First, why would anyone do it? Well gold comes in various forms and sizes. Coins are stamped, smaller bars are stamped or machined, but the largest size, 400 oz “good delivery bars favored by central banks and major investors are cast – making them easier to hollow out and fill with tungsten. Because it is so hard, tungsten is notoriously difficult to stamp to shape.  At $20/lb, tungsten obviously is a whole lot cheaper than gold at $16,000 per pound and with a density of 19.35g/cm3 it is almost a pure match for gold at 19.32g/cm3 making detection by standard methods impossible. Assayers around the world are reportedly being asked to check reserves but they will have to use more sophisticated methods than simple weight, such as drilling holes into the center of bars or scanning them to see into the core. One wonders what methods the Indians used to check their 200 ton purchase form the IMF last month.
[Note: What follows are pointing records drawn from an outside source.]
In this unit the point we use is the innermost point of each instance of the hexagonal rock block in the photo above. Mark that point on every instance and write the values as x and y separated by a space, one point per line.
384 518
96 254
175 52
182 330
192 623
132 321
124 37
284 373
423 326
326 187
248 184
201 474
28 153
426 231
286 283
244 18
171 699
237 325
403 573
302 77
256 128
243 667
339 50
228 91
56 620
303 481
Now these stories would have remained just that, stories, if London Bullion Market Association (LBMA) approved vaults in Hong Kong did not discover 400oz bars of exactly this type last month. The discovery has got people asking what chance is there that the physically backed gold ETF’s are not sitting on some of the same bars? As they are not required to audit their holdings, no one is going to know. Moreover their prospectus purportedly reads, “Gold bars allocated to the Trust in connection with the creation of a Basket may not meet the London Good Delivery Standards and, if a Basket is issued against such gold, the Trust may suffer a loss. In other words it’s the buyers’ problem, not the fund. A story in Commodity Online that the Central Bank in Ethiopia had discovered some of the same bars in their reserves a few years ago proved to be a red herring. The bars were indeed fakes but they were gilded steel and showed up the moment the bars were shipped to South Africa the South Africans know a thing or two about gold, they were promptly returned. Interestingly some producers are not so covert about their activities. A Chinese company called Chinatungsten is advertising imitation gold merchandise on its website. The following quote is taken directly from their Tungsten Alloy for Gold Substitution page: “a coin with a tungsten center and gold all around it could not be detected as counterfeit by density measurement alone … We are well accustomed to exploit more innovative applications of tungsten products. Gold-plated tungsten is one of our main products.” One wonders what kind of customer they are selling to!
So not only does there appear to be an element of truth in the long running rumors of these tungsten containing 400oz bars but there also appears to be a current thriving business in such fraudulent activities. The great unknown is how much fake material is really out there and who is going to pick up the tab if its proves to be as widespread as some in the anarchy department would have us believe.